Gross appearance, histology, and immunofluorescence of pig-to-primate renal xenografts. Protocol renal biopsies were obtained at postoperative day (POD) 14, 35, 70, and 100. At rejection, animals underwent transplant nephrectomy with subsequent histologic analysis. (A, B) Animals that rejected early (POD 6–21) demonstrated gross congestion and hemorrhage in the xenograft at time of rejection. (C, D) H&E staining of rejected renal xenograft in the high-titer monkey demonstrated interstitial hemorrhage and edema. C4d staining was positive, consistent with antibody-mediated rejection. (E–H) Immunofluorescence in the high-titer monkey showed significant deposition of IgG, but not IgM, in the rejected xenograft. Fixed porcine tissue was stained with DAPI (blue) and AF647-anti-IgG or AF647-anti-IgM (red). (E) IgG and (F) IgM staining in a control non-transplanted αGal knockout porcine kidney showed no antibody deposition. (G) Substantial IgG binding was seen in the transplanted renal xenograft at the time of rejection. (H) Minimal IgM staining was seen in the same rejected xenograft. (I, J) H&E staining of rejected xenograft in low-titer, belatacept-treated monkeys showed evidence of antibody-mediated rejection and acute cellular rejection. Both thrombotic microangiopathy (I) and arteritis (J) were seen. (K) H&E staining of protocol renal biopsies in low-titer, anti-CD154-treated monkeys demonstrated preserved renal architecture and no evidence of rejection at POD 100.

Fig. 5

Hemoglobin and platelet measurements after pig-to-primate renal xenotransplantation.
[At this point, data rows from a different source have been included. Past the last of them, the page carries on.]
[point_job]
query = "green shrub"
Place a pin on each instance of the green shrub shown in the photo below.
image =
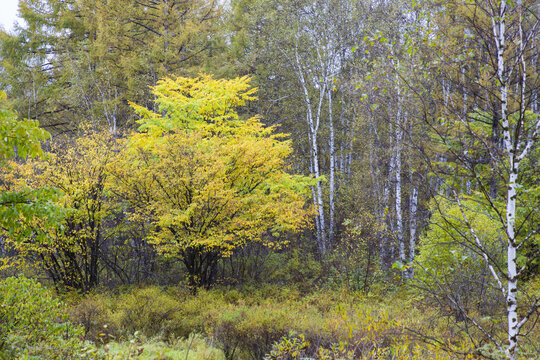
(34, 324)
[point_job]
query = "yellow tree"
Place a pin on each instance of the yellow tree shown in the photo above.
(71, 250)
(208, 180)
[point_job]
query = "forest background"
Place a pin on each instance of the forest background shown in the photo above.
(271, 179)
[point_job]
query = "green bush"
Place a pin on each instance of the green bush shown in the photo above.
(34, 324)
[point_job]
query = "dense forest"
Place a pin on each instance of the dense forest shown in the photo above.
(270, 179)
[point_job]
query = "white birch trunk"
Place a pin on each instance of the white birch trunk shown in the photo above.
(332, 167)
(499, 28)
(413, 206)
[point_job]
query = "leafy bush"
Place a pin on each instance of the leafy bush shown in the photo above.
(34, 324)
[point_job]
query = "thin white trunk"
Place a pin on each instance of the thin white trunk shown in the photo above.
(413, 206)
(313, 121)
(398, 194)
(332, 167)
(499, 28)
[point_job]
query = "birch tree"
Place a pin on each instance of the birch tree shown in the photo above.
(489, 130)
Hemoglobin and platelet counts were monitored on a weekly basis. (A) All monkeys started exogenous rhEpo when hemoglobin dropped below 9.5 g/dl. Time of rhEpo initiation ranged from postoperative day 1–20. Two of three animals with histology-proven rejection developed severe anemia at time of rejection. Animals with functioning grafts maintained normal hemoglobin values. (B) Platelet counts remained stable over time in animals without clinical or histologic evidence of rejection. Two animals with antibody-mediated rejection developed significant thrombocytopenia at time of rejection.

Fig. 6

Cytomegalovirus (CMV) titers following T-cell depletion and costimulation blockade. CMV titers were measured weekly using polymerase chain reaction. Standard cutoff for initiation of antiviral therapy is greater than 10 000 copies/ml. However, given the concern for CMV viremia in the setting of T-cell depletion, all monkeys were started on prophylactic ganciclovir beginning the day of transplant. Despite this, two monkeys with the greatest T-cell depletion developed significant CMV viremia. As T-cell counts recovered, CMV titers improved.